Style: Qashqai Rugs, Persian Qashqai Rugs
Qashqai Rugs, Persian Qashqai Rugs
Qashqai (Qashqu’i, Kashgai) rugs are made by the Qashqai, who form a confederation of tribes of Turkmen origin established in the 18th century.
They started to settle in Iran in the 11th century, and they primarily reside in Fars Province in southwest Iran. These people were once nomadic, but most of them have recently settled down in villages and towns. The major tribes are the following: Amaleh, Darashur, Farsi Madan, Kashkuli Bozorg, Kashkuli Kuchek, and Shish Boluki. The deep and rich red fields in Qashqai rugs feature distinct dark blue and bright ivory geometric patterns with a diamond or hexagon medallion or several medallions, which may include the diamond four projecting hooks.
The diamond shape is often repeated in the main field of the rug. Some rugs feature stylized, geometrically formed human figures or animals; one distinctive scene shows the ancient Persian ruler Darius fighting a lion in Persepolis, the ancient capital of the Persian empire. Some rugs feature a field that is filled with random motifs and objects, such as human figures, animals, and plants. The borders of Qashqai tend toward featuring simpler patterns and may have only one row or two rows. Bold and distinct designs using intense, vivid colors that provide a strong contrast are characteristic of Qashqai rugs and make them readily identifiable, along with rug ends that are finished with a plain weave with a brocade. These rugs are also typically all wool, coarse woven, and tend to have a lower knot count of under two hundred knots per square inch.

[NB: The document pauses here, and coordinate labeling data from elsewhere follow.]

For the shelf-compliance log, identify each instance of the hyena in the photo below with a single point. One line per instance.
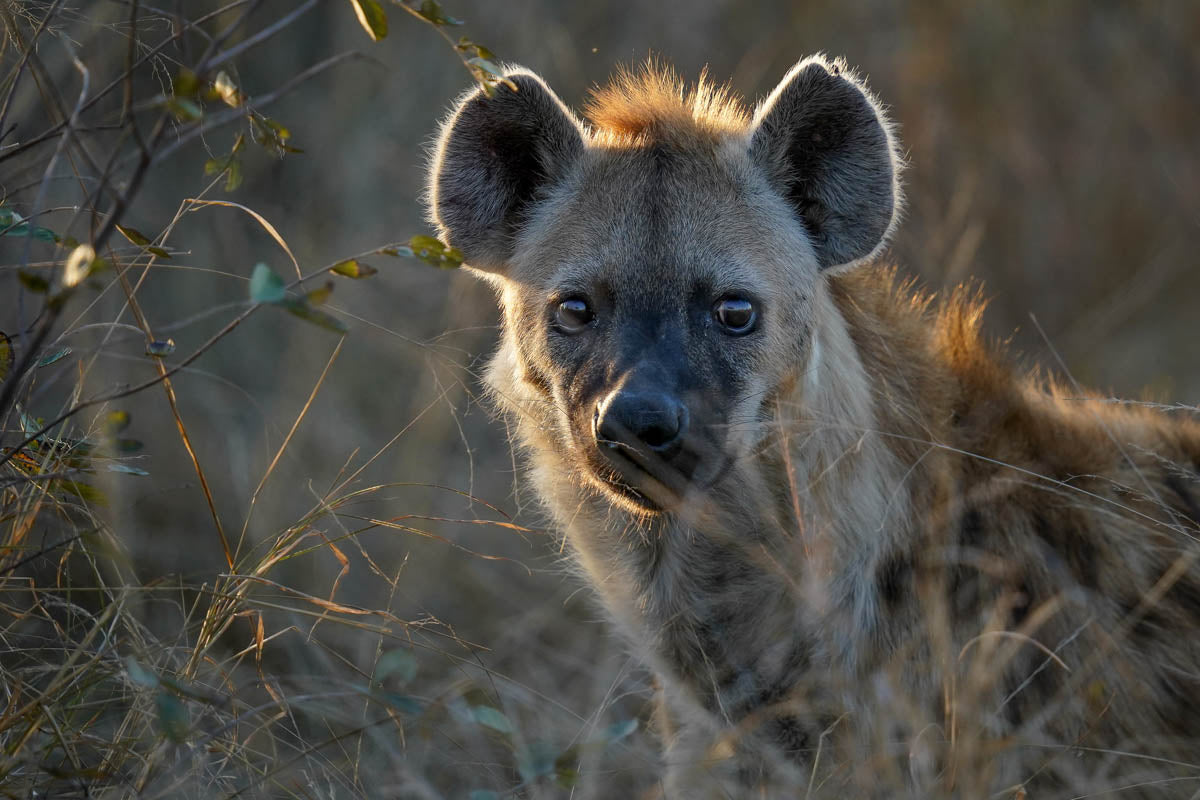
(862, 551)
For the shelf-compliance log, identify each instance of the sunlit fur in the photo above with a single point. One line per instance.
(927, 572)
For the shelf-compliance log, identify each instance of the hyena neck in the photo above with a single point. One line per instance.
(797, 536)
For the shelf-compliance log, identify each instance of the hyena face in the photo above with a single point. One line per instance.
(659, 265)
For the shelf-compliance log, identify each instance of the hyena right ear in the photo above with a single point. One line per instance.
(493, 158)
(825, 144)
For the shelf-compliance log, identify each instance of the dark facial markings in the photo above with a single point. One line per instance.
(649, 379)
(736, 316)
(574, 314)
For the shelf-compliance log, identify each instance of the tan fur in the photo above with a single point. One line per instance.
(917, 571)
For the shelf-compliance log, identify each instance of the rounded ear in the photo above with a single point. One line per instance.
(826, 145)
(495, 156)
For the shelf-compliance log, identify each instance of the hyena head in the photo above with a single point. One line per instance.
(659, 264)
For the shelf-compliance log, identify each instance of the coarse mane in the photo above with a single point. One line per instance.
(653, 103)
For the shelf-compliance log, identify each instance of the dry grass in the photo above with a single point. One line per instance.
(327, 583)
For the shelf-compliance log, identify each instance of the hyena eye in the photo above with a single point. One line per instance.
(573, 316)
(737, 316)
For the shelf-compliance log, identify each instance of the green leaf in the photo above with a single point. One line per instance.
(126, 469)
(160, 348)
(6, 356)
(538, 759)
(173, 716)
(487, 66)
(139, 239)
(431, 251)
(372, 17)
(490, 717)
(34, 282)
(186, 83)
(265, 286)
(431, 10)
(231, 164)
(61, 353)
(315, 316)
(353, 269)
(397, 662)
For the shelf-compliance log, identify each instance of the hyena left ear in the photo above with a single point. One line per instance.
(496, 156)
(826, 146)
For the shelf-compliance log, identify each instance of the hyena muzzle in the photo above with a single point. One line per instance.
(863, 553)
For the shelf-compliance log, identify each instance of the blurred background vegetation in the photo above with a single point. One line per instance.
(1053, 155)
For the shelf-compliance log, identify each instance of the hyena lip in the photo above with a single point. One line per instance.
(649, 481)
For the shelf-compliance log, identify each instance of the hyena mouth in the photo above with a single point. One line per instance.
(653, 468)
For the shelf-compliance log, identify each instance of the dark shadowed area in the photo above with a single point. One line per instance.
(1053, 156)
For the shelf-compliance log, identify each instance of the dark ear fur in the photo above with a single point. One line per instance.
(827, 148)
(492, 158)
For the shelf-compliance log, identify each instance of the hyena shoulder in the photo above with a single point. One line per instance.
(826, 511)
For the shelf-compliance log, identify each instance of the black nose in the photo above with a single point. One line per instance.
(649, 417)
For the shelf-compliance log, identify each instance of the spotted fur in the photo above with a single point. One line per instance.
(883, 560)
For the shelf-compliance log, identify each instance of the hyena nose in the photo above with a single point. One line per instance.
(648, 417)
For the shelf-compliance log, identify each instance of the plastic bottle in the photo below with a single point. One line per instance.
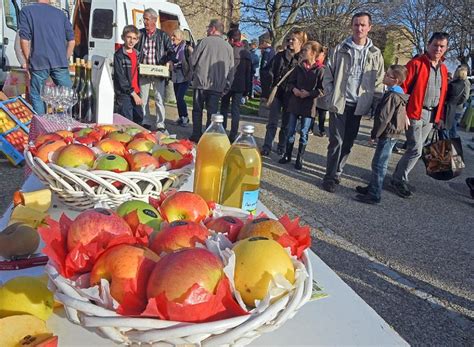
(211, 151)
(241, 173)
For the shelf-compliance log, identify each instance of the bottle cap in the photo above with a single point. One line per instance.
(248, 129)
(217, 118)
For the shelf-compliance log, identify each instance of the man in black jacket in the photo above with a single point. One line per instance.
(241, 83)
(155, 48)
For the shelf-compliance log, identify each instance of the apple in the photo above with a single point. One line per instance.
(120, 136)
(49, 147)
(146, 213)
(65, 134)
(184, 206)
(112, 146)
(82, 132)
(45, 138)
(93, 223)
(111, 162)
(106, 128)
(164, 155)
(177, 235)
(141, 145)
(146, 135)
(127, 268)
(75, 155)
(228, 225)
(177, 272)
(141, 160)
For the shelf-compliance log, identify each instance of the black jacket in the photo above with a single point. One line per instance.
(281, 63)
(164, 52)
(123, 73)
(390, 116)
(310, 80)
(242, 70)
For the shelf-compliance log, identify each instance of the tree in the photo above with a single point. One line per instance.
(277, 17)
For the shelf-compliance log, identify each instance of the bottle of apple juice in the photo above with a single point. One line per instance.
(210, 155)
(241, 173)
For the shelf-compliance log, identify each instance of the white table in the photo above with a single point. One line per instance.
(343, 318)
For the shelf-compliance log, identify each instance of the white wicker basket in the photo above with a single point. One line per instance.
(73, 187)
(235, 331)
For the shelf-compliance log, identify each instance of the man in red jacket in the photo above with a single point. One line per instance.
(427, 83)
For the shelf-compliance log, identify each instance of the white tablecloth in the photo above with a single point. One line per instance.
(343, 318)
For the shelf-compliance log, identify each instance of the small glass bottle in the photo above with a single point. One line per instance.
(210, 154)
(241, 173)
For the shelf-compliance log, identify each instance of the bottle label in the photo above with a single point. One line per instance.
(249, 201)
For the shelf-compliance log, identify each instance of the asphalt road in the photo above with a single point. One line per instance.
(411, 260)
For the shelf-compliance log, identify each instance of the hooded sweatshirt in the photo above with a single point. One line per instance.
(391, 114)
(358, 58)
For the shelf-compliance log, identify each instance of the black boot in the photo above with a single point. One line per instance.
(287, 156)
(299, 158)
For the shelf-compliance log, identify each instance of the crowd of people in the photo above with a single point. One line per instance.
(302, 81)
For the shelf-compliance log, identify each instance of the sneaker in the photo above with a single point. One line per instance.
(362, 190)
(329, 186)
(401, 189)
(367, 199)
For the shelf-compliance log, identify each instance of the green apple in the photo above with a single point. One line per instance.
(111, 162)
(147, 214)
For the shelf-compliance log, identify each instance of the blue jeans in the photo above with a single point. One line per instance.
(234, 112)
(60, 77)
(379, 165)
(129, 109)
(304, 129)
(179, 91)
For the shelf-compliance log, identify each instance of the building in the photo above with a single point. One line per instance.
(198, 13)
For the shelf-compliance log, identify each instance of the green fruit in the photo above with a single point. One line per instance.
(147, 214)
(111, 162)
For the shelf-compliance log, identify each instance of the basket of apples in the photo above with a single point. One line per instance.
(108, 164)
(174, 271)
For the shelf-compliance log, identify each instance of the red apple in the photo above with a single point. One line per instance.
(142, 160)
(49, 147)
(146, 135)
(177, 235)
(177, 272)
(127, 268)
(227, 225)
(141, 145)
(45, 138)
(93, 223)
(112, 146)
(184, 206)
(75, 155)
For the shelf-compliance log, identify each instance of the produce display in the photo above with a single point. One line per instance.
(172, 258)
(6, 123)
(110, 148)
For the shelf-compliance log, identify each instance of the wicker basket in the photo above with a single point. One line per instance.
(82, 189)
(235, 331)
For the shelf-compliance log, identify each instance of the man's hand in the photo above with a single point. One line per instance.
(138, 101)
(304, 93)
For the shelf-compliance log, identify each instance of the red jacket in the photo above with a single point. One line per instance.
(416, 83)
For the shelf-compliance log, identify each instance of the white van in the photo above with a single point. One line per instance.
(97, 24)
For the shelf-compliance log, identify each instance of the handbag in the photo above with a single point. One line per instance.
(443, 158)
(272, 95)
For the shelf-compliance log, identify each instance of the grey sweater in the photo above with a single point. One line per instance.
(212, 63)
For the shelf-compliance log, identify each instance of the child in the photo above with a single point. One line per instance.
(389, 124)
(305, 84)
(126, 87)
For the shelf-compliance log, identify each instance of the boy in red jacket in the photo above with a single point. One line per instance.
(426, 82)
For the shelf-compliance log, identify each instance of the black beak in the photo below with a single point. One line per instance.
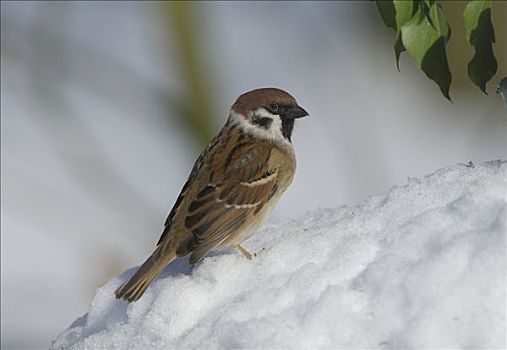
(295, 112)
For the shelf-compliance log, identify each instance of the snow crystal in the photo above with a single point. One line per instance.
(422, 265)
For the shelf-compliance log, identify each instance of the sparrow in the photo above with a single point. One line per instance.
(233, 186)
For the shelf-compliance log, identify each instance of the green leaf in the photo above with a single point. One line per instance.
(387, 12)
(426, 45)
(480, 34)
(404, 10)
(438, 21)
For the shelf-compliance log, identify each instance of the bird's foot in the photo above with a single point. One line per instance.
(245, 252)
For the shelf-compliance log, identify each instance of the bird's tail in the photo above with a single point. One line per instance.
(134, 288)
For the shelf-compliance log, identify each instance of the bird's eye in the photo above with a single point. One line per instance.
(273, 107)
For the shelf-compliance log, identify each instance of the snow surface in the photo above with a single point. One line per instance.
(423, 265)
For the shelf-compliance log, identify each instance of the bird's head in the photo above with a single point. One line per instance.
(268, 113)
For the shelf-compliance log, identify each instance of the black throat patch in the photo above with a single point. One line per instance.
(263, 122)
(287, 127)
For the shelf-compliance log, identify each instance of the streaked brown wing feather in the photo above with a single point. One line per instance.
(220, 211)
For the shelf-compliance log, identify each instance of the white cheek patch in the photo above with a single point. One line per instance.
(273, 133)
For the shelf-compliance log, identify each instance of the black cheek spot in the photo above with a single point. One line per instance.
(263, 122)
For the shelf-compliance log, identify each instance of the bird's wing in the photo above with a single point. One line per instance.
(222, 207)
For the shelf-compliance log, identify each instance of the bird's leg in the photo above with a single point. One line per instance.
(243, 251)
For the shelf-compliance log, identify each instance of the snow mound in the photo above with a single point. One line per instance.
(422, 265)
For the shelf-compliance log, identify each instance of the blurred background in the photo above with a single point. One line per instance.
(106, 105)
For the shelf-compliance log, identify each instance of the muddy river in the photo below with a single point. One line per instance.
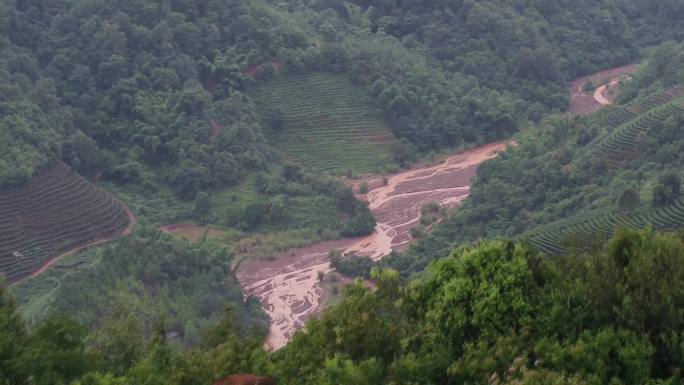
(288, 287)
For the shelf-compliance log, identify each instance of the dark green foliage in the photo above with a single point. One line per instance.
(500, 310)
(202, 204)
(557, 184)
(351, 265)
(497, 311)
(360, 223)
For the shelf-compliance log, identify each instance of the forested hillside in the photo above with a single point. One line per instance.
(242, 125)
(623, 162)
(496, 313)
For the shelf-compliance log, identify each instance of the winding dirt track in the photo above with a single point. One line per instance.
(582, 103)
(288, 287)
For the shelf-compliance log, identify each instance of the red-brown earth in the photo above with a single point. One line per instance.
(288, 287)
(607, 82)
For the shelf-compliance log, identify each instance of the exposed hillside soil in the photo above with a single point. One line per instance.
(191, 232)
(582, 103)
(132, 220)
(56, 214)
(288, 287)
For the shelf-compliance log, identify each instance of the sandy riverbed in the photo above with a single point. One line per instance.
(288, 287)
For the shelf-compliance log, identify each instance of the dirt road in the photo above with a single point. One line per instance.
(288, 287)
(582, 103)
(132, 220)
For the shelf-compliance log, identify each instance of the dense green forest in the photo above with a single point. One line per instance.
(187, 284)
(149, 92)
(166, 104)
(497, 313)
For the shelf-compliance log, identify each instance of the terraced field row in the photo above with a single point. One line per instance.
(584, 229)
(55, 212)
(622, 143)
(623, 114)
(328, 122)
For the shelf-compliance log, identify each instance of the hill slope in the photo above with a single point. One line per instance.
(327, 122)
(57, 211)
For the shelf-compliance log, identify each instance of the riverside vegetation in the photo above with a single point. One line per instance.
(177, 109)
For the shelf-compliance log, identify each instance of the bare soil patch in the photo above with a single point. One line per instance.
(289, 288)
(583, 103)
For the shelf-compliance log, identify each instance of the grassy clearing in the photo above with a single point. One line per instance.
(328, 123)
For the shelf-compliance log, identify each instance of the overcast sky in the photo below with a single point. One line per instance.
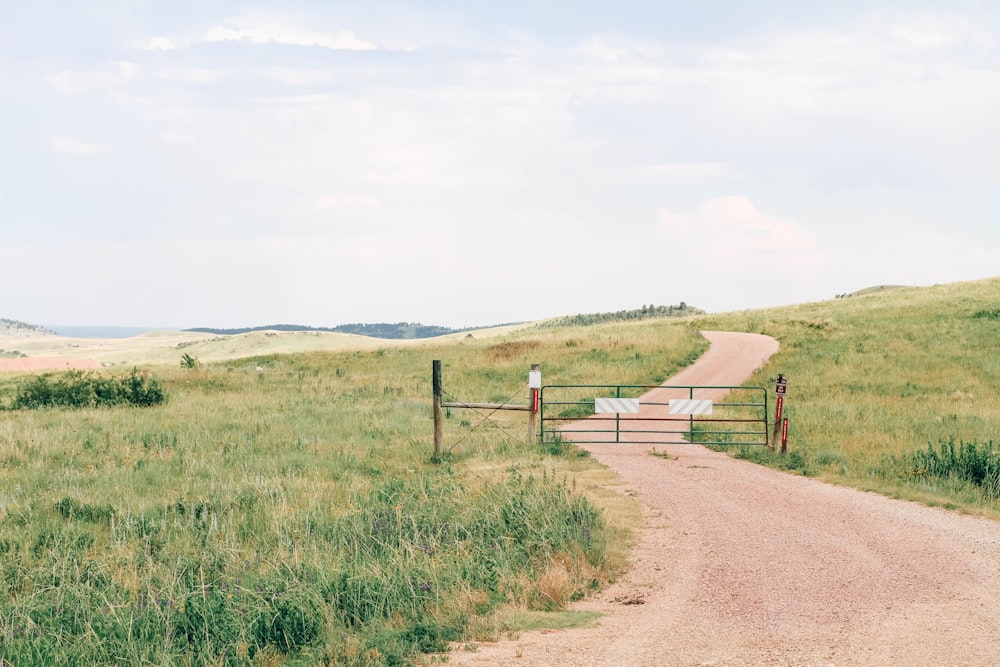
(222, 163)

Beautiful Rugs has a fine Persian Qashqai rug (386) with a very unique design: an allover pattern of large diamond geometric and abstract medallions with projecting hooks outwards and inwards, and only eight of these medallions with a white field that contrasts sharply with the rest of the rug form two vertical rows in the rug’s center. Dark green, light green, and deep blue medallions are repeated along a diagonal axis, so the interplay of the most prominent color patterns is asymmetrical, quite striking, and unique in this rug.